P74x/EN FD/N
1, P742, P743
(FD) 9-
2.12 Ethernet and redundant Ethernet boards
The optional Ethernet board (ZN0049) has 3 variants which support the IEC 61850
implementation:
• 100 Mbits/s Fiber Optic + 10/100 Mbits/s Copper for P741 and P743
• 100 Mbits/s Fiber Optic + 10/100 Mbits/s Copper + modulated IRIG-B for P741 only
• 100 Mbits/s Fiber Optic + 10/100 Mbits/s Copper + demodulated IRIG-B for P741 only
The optional Redundant Ethernet board (ZN0071) has 6 variants (refer to Px4x/EN REB user
guide):
• redundant Ethernet (SHR protocol) with modulated or un-modulated IRIG-B,
• redundant Ethernet (RSTP protocol) with modulated or un-modulated IRIG-B,
• redundant Ethernet (DHS protocol) with modulated or un-modulated IRIG-B.

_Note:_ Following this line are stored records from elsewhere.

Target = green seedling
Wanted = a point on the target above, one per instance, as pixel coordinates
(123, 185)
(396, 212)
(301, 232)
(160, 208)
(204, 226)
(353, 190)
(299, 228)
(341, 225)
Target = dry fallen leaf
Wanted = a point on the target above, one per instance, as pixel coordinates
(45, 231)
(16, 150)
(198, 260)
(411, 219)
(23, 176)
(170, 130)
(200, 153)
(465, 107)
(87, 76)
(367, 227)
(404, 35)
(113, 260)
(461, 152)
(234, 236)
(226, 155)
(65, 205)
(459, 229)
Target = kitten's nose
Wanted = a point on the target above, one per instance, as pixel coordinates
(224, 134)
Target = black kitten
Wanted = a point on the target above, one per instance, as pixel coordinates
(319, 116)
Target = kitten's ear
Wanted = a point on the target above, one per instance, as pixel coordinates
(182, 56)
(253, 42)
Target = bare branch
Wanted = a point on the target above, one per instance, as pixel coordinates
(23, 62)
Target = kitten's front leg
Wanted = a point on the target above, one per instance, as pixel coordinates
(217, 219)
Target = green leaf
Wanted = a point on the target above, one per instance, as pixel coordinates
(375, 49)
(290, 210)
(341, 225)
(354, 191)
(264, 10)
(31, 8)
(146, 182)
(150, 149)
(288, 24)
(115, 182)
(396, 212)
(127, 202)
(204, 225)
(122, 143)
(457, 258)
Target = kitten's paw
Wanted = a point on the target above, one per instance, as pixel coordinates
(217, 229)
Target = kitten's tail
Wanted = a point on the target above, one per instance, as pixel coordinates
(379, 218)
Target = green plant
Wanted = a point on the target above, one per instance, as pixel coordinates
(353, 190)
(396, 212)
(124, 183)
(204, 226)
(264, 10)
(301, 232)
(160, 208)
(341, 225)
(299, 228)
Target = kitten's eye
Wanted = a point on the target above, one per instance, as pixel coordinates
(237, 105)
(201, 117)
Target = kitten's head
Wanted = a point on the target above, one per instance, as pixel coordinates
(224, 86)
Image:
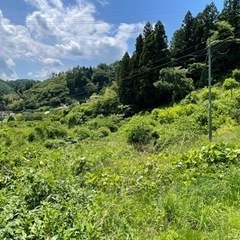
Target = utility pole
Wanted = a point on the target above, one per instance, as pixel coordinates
(209, 91)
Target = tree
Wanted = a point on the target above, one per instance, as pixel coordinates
(236, 75)
(231, 14)
(173, 84)
(230, 84)
(182, 42)
(125, 81)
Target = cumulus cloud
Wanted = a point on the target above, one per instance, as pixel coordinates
(7, 69)
(54, 32)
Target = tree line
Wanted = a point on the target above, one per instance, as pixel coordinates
(158, 73)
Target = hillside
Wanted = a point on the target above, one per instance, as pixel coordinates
(4, 87)
(75, 174)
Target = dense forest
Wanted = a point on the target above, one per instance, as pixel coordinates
(121, 151)
(167, 72)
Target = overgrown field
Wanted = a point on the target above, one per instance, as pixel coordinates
(74, 174)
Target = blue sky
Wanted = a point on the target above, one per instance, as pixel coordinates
(38, 37)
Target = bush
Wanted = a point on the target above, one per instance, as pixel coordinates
(139, 131)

This card is fitted into Slot A of the relay, which is the optional communications slot. Each
Ethernet card has a unique MAC address used for Ethernet communications. This is printed
on the rear of the card, alongside the Ethernet sockets.
The 100 Mbits/s Fiber Optic ports use ST
®
type connectors and are suitable for 1300nm
multi-mode fiber type.
Copper ports use RJ45 type connectors. When using copper Ethernet, it is important to use
Shielded Twisted Pair (STP) or Foil Twisted Pair (FTP) cables, to shield the IEC 61850
communications against electromagnetic interference. The RJ45 connector at each end of
the cable must be shielded, and the cable shield must be connected to this RJ45 connector
shield, so that the shield is grounded to the relay case. Both the cable and the RJ45
connector at each end of the cable must be Category 5 minimum, as specified by the IEC
61850 standard. It is recommended that each copper Ethernet cable is limited to a maximum
length of 3 meters and confined within one bay/cubicle.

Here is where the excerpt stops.